Zweigeteiltes Bild: Links liegen silberne Handschellen vor einer Polizei-Uniform mit Aufschrift. Rechts steht die rote Front eines ÖBB-Railjet-Zuges von Siemens in einer historischen Bahnhofshalle.
Festnahme im Fernzug: Im ÖBB Railjet Richtung Dresden klickten für einen 25-jährigen Gesuchten die Handschellen. Weil er knapp 3.000 Euro Strafe wegen Diebstahls nicht zahlen konnte, lieferte die Bundespolizei ihn direkt in die JVA ein. Symbolfotos: pixabay/dennisweiland, rajta
Von: Cornelius de Haas
Eigentlich wollte ein 25-Jähriger am Dienstagmittag entspannt nach Dresden reisen. Doch bei der Personenkontrolle im Zug flog eine saftige Quittung aus dem Jahr 2024 auf - mit bitteren Konsequenzen.

Dresden. Bei einer Kontrolle im grenzüberschreitenden Fernverkehr hat die Bundespolizei am Dienstagmittag einen per Haftbefehl gesuchten Mann festgenommen. Der 25-jährige Slowake war gegen 12.42 Uhr im Railjet auf dem Weg nach Dresden, als die Beamten seine Personalien überprüften.

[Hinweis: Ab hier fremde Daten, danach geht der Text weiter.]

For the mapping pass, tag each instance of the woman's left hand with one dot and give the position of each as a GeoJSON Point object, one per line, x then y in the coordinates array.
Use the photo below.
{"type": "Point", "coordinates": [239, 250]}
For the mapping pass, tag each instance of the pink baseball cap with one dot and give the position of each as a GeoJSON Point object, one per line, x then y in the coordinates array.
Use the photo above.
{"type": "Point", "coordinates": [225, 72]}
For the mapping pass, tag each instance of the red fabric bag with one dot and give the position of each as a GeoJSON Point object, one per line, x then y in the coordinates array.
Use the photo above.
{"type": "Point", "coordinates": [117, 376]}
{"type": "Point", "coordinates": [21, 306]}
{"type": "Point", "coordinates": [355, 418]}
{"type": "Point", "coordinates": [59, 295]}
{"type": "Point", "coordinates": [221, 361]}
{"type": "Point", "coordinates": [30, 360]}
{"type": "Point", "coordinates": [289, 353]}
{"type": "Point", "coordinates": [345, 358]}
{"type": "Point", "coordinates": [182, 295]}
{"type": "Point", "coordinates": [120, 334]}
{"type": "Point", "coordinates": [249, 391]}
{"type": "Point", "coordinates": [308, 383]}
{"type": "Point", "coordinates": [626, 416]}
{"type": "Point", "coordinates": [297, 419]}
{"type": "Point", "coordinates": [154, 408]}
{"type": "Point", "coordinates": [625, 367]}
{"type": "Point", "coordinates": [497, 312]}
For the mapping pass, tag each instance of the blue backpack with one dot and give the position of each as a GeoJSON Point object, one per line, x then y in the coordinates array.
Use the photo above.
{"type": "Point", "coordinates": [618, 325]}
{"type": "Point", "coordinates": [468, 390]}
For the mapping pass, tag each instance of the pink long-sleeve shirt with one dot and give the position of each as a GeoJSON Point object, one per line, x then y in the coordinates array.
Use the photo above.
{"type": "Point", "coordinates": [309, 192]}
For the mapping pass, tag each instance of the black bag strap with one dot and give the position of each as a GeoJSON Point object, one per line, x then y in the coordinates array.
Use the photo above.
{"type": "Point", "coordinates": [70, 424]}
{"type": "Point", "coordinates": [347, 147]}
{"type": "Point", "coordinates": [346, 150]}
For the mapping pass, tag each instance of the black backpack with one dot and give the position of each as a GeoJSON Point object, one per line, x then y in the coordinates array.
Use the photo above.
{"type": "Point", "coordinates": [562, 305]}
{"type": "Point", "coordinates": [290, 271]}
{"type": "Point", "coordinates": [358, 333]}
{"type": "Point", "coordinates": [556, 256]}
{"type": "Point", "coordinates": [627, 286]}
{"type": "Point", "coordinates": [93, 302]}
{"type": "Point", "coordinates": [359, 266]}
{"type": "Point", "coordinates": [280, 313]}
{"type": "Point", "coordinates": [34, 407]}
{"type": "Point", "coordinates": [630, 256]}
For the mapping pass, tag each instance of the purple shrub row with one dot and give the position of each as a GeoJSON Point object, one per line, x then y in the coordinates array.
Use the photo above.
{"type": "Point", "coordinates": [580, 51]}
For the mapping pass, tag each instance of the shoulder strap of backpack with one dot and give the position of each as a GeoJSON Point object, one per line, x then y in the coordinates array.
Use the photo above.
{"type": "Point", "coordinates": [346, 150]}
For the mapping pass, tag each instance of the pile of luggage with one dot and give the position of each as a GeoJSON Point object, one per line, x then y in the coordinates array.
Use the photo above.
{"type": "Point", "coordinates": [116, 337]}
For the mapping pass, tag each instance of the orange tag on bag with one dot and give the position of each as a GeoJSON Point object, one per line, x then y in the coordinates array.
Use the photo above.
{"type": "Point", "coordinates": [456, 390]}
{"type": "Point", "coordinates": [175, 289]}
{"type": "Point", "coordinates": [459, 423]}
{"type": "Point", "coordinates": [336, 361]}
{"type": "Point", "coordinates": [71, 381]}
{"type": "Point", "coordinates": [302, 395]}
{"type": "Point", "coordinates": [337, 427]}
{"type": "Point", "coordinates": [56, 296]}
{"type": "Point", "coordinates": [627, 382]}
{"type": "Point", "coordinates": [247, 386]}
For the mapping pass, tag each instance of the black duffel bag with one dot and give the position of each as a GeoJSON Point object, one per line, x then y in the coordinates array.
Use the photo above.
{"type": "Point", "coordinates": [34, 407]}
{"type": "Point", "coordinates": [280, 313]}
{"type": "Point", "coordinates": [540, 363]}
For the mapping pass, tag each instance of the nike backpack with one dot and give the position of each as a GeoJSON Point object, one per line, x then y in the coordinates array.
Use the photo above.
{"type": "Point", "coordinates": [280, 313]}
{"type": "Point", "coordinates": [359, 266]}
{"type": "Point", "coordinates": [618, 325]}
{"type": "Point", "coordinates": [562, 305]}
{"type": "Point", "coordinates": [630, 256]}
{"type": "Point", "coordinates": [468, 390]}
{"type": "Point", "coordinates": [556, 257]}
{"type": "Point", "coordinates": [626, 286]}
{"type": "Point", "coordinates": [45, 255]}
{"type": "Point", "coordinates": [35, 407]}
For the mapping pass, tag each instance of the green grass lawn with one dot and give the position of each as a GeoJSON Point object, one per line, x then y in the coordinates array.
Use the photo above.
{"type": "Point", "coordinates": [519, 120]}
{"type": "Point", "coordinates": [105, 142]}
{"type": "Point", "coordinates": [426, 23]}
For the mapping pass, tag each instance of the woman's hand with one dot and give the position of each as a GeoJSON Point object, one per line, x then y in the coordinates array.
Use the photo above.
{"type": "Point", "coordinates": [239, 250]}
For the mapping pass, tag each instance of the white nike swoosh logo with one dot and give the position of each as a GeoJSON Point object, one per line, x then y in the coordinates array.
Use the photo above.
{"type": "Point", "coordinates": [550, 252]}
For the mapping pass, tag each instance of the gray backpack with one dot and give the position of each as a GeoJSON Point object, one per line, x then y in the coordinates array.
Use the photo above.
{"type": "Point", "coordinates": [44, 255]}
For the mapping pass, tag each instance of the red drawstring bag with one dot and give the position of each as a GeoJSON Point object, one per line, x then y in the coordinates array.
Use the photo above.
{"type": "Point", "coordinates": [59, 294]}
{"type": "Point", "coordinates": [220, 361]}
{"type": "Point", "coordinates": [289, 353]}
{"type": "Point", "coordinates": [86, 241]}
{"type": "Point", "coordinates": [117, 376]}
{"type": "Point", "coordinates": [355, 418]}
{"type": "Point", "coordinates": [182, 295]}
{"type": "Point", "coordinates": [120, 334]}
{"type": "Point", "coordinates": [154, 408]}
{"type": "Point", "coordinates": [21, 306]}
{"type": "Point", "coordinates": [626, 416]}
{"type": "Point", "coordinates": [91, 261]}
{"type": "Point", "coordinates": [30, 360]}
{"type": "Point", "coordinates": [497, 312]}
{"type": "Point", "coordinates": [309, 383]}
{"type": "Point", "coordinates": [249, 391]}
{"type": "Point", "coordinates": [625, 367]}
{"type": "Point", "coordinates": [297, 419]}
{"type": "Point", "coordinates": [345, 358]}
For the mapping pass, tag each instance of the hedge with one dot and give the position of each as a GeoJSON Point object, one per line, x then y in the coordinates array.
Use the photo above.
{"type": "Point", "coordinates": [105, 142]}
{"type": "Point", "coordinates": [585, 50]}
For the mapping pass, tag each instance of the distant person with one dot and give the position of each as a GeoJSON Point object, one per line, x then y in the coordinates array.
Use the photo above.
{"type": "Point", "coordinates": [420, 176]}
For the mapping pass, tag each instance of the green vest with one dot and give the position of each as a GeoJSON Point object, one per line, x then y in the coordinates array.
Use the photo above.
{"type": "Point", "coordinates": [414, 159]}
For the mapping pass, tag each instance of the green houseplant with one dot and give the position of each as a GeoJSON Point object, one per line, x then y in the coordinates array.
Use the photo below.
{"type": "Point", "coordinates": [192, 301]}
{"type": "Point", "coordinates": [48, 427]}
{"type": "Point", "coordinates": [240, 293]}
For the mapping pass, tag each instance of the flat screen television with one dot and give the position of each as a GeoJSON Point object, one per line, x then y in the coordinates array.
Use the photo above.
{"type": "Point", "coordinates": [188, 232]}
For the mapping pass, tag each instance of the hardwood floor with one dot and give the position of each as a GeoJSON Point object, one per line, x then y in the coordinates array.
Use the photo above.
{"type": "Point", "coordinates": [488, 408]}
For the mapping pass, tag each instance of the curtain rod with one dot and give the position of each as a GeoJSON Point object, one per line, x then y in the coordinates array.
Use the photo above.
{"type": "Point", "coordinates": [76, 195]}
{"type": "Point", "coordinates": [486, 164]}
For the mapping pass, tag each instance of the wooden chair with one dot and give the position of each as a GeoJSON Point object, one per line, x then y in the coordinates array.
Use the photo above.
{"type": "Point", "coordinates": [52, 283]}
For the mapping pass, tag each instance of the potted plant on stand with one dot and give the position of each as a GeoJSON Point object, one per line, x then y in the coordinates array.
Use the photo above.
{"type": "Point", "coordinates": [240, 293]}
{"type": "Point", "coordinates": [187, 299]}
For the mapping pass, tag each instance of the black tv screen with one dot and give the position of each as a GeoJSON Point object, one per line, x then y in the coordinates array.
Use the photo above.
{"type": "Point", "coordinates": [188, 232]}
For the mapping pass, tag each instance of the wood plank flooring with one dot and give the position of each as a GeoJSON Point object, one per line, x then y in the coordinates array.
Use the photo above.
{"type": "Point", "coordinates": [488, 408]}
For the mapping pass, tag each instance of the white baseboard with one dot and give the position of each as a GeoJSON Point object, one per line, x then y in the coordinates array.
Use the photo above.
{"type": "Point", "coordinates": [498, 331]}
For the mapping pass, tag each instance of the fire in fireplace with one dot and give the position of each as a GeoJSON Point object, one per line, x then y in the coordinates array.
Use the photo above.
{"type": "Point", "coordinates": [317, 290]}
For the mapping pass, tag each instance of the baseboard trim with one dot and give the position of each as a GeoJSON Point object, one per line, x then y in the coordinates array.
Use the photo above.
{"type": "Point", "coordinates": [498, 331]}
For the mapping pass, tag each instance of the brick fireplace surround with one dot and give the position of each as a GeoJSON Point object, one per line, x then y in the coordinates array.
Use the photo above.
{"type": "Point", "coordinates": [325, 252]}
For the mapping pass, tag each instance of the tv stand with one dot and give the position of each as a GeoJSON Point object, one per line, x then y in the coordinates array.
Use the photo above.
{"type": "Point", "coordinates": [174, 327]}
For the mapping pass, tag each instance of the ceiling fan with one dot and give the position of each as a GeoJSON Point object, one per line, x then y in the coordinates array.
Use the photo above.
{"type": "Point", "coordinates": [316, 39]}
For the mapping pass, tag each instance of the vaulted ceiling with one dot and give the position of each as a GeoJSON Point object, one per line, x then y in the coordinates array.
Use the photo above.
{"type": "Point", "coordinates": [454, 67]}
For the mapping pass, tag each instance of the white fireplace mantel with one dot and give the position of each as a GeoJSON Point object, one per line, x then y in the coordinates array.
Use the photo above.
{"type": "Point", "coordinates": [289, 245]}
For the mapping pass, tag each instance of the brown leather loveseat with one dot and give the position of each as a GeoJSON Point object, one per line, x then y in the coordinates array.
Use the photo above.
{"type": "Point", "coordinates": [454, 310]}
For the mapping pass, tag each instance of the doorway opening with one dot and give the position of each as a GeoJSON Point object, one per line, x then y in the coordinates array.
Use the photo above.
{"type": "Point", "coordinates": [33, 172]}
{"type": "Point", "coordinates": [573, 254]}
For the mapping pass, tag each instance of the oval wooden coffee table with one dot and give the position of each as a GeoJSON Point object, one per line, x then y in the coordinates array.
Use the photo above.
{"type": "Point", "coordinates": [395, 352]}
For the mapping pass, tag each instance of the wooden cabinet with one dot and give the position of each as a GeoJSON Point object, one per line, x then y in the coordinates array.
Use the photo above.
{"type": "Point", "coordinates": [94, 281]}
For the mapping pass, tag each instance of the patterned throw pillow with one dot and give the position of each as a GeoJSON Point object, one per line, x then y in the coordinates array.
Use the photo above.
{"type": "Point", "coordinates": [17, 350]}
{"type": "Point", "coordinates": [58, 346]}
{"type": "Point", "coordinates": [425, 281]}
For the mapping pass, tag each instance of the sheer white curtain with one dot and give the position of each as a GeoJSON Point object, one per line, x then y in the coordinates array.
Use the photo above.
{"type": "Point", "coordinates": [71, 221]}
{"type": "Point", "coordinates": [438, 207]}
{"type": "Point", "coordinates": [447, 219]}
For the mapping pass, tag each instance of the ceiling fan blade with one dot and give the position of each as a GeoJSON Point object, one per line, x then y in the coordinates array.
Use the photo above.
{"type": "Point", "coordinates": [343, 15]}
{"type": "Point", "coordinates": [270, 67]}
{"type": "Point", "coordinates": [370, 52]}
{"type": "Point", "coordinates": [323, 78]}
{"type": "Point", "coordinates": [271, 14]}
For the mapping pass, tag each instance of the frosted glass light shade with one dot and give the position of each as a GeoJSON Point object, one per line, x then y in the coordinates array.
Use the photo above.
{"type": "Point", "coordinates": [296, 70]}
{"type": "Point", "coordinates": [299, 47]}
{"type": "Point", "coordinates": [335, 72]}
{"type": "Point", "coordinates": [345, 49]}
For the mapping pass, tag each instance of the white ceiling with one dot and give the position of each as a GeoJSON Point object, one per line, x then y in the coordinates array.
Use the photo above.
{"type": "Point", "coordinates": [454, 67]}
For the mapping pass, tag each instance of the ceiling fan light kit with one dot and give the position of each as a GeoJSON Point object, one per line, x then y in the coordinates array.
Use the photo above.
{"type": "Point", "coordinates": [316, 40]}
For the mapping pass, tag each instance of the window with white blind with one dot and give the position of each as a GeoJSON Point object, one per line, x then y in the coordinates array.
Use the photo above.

Dabei kam ein Vollstreckungshaftbefehl des Amtsgerichts Zittau zutage, ausgeschrieben von der Staatsanwaltschaft Görlitz und rechtskräftig seit Mai 2024. Grund war ein versuchter besonders schwerer Diebstahl.

Um die Ersatzfreiheitsstrafe von 60 Tagen abzuwenden, hätte der Mann 2.964,06 Euro zahlen müssen, eine Geldstrafe von 2.400 Euro plus gut 564 Euro Verfahrenskosten. Weil er die Summe nicht aufbringen konnte, brachten ihn die Beamten in die Justizvollzugsanstalt Dresden.